Vivint looks primed to take advantage of a growing trend toward renewable energy. Business Wire reports the renewable energy market will be worth $777.6 billion by 2019. People view solar panels as an investment, one that can save consumers money on everything from heating swimming pools to operating a farm.
Vivint is taking an innovative approach by linking solar power with smart homes, but will it pay off? Smart technology exists in an entirely different context than sustainable technology. It is associated with the Internet of Things, Artificial Intelligence and cybersecurity risks. The compound annual growth rate for connected homes has been 31 percent since 2015, and sales are projected to grow by a mere 17 percent. Connected homes have yet to make an impact in the mass market, existing in a chasm created by high prices, low demand and a low level of interoperability between devices. People who do have smart devices in their homes are waiting for them to wear out before replacing them. The devices are still so new, it could take a while before current users have fresh demand. That means there aren’t any huge innovations in new tech to incentivize further purchases.
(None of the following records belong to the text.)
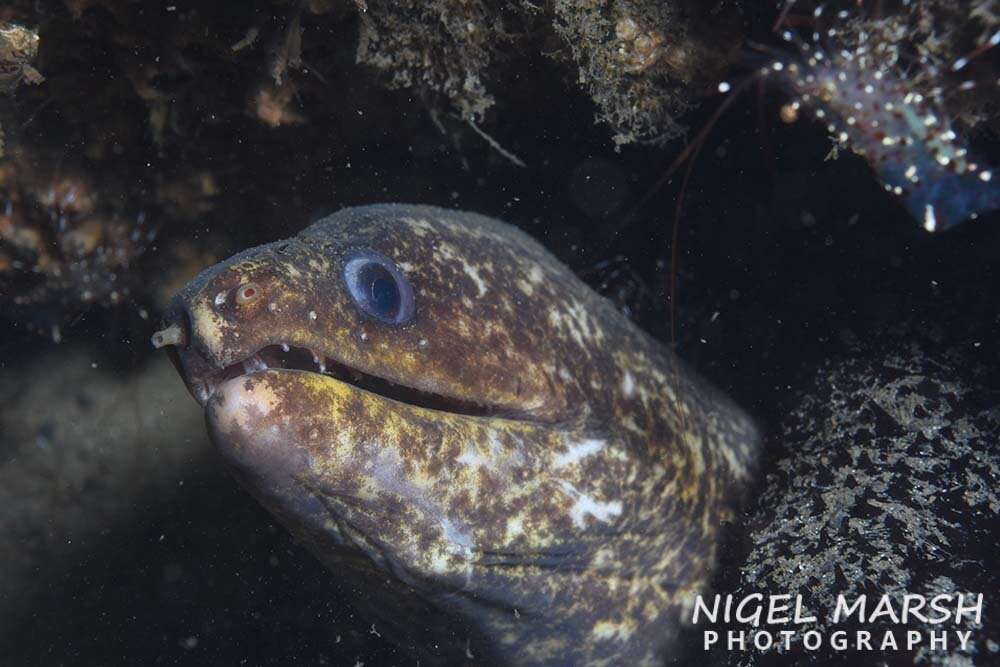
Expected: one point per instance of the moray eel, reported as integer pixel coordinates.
(498, 464)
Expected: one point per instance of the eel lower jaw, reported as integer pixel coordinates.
(203, 379)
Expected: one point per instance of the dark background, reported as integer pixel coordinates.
(783, 259)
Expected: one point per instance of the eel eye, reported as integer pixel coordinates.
(378, 287)
(247, 294)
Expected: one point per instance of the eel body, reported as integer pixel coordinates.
(496, 462)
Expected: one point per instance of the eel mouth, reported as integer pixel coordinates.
(203, 378)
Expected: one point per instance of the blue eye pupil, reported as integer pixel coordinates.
(378, 287)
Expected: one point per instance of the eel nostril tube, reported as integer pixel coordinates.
(172, 335)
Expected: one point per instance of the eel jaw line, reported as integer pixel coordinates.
(204, 378)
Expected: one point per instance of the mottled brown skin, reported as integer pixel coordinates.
(570, 520)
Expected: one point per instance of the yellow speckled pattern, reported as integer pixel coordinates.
(571, 524)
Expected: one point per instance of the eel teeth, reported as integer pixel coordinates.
(254, 363)
(320, 362)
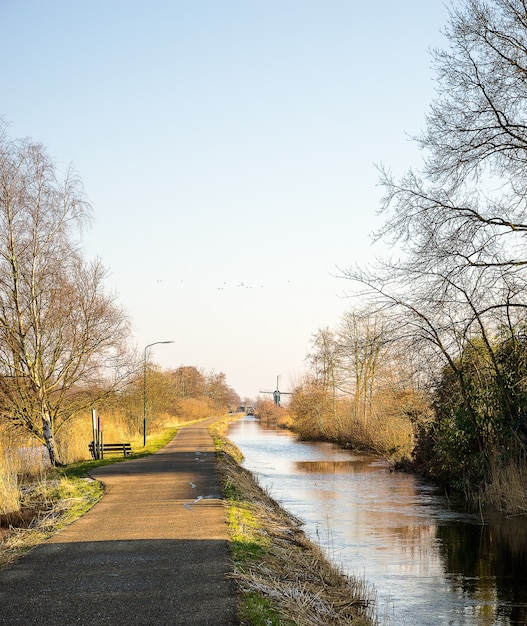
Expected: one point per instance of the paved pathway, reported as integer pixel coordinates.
(152, 552)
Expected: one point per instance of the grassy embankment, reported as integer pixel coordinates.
(51, 499)
(283, 577)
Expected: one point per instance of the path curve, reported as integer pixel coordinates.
(152, 552)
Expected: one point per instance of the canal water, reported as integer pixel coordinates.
(430, 562)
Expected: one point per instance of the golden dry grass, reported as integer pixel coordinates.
(289, 570)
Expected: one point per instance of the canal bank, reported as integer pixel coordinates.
(431, 563)
(283, 576)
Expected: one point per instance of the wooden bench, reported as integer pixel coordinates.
(125, 448)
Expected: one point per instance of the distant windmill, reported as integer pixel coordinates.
(277, 393)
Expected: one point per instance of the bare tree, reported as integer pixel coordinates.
(62, 337)
(468, 204)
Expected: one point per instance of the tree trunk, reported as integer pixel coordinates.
(50, 443)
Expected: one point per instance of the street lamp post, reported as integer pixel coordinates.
(144, 387)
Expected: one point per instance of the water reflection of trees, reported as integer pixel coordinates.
(488, 563)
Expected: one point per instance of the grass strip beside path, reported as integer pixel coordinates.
(283, 577)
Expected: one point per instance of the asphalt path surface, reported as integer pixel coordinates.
(152, 551)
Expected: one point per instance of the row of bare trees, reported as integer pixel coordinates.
(62, 336)
(361, 390)
(450, 304)
(64, 340)
(455, 289)
(174, 395)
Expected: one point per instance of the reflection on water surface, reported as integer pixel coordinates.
(432, 564)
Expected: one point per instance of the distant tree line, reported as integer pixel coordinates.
(452, 300)
(64, 339)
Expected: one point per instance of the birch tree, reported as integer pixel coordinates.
(62, 336)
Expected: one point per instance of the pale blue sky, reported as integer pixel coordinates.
(228, 150)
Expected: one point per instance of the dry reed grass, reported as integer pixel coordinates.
(20, 459)
(506, 491)
(292, 572)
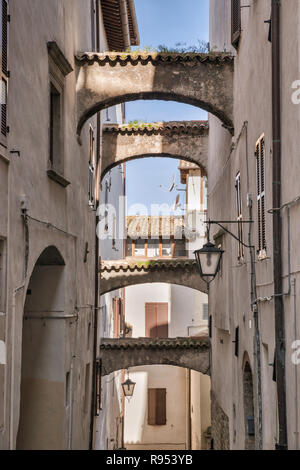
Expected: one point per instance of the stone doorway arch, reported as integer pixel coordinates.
(42, 409)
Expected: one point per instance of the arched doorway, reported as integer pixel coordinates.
(42, 408)
(248, 407)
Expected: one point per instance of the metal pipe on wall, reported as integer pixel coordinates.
(277, 228)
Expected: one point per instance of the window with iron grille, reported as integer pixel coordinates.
(157, 406)
(4, 18)
(92, 164)
(239, 215)
(261, 196)
(235, 22)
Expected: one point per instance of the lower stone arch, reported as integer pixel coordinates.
(185, 140)
(118, 274)
(202, 80)
(124, 353)
(42, 383)
(248, 402)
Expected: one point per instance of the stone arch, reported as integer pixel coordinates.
(248, 400)
(189, 353)
(41, 423)
(179, 140)
(123, 273)
(202, 80)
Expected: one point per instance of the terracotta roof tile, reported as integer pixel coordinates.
(155, 58)
(156, 226)
(160, 343)
(160, 128)
(146, 265)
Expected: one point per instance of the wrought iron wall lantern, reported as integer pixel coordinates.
(209, 257)
(128, 387)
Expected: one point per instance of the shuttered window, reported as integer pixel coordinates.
(239, 215)
(235, 22)
(157, 320)
(92, 164)
(261, 198)
(157, 406)
(4, 65)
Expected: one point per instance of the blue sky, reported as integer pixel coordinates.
(166, 22)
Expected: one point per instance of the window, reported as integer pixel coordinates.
(157, 406)
(4, 67)
(261, 201)
(98, 401)
(86, 388)
(92, 164)
(55, 129)
(139, 248)
(59, 68)
(180, 249)
(235, 22)
(239, 216)
(2, 275)
(67, 401)
(128, 247)
(153, 249)
(157, 320)
(205, 312)
(118, 313)
(167, 248)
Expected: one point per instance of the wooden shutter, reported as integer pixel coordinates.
(157, 320)
(151, 322)
(162, 320)
(235, 22)
(116, 313)
(4, 65)
(157, 406)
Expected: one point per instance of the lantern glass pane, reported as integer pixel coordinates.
(209, 263)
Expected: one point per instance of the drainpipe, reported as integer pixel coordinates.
(96, 288)
(277, 230)
(125, 24)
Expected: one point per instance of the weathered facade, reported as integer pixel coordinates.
(47, 225)
(181, 140)
(244, 298)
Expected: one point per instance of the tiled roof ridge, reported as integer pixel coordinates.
(148, 265)
(200, 342)
(156, 58)
(180, 127)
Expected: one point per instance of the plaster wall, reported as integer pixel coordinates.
(230, 294)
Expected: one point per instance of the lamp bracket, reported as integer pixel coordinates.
(219, 223)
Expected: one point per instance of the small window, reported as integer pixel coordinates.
(92, 165)
(157, 406)
(67, 401)
(98, 403)
(128, 247)
(139, 248)
(180, 249)
(205, 312)
(86, 388)
(2, 275)
(153, 249)
(261, 197)
(4, 67)
(239, 216)
(166, 248)
(55, 129)
(235, 22)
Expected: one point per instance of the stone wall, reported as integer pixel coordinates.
(220, 426)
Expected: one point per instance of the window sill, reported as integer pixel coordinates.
(58, 178)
Analysts expect the connected home market to keep growing. It’s just a matter of overcoming the issues that currently place smart homes in a chasm.
Vivint Solar and Vivint Smart Home are starting off at a crucial intersection of technologies, technologies that should see an increased level of consumer adoption down the road. Until the mass market comes home to a solar-powered space where devices do their chores for them, Vivint will remain in its recovery phase. It will continue counting on the sun to help power sustainable, smart business.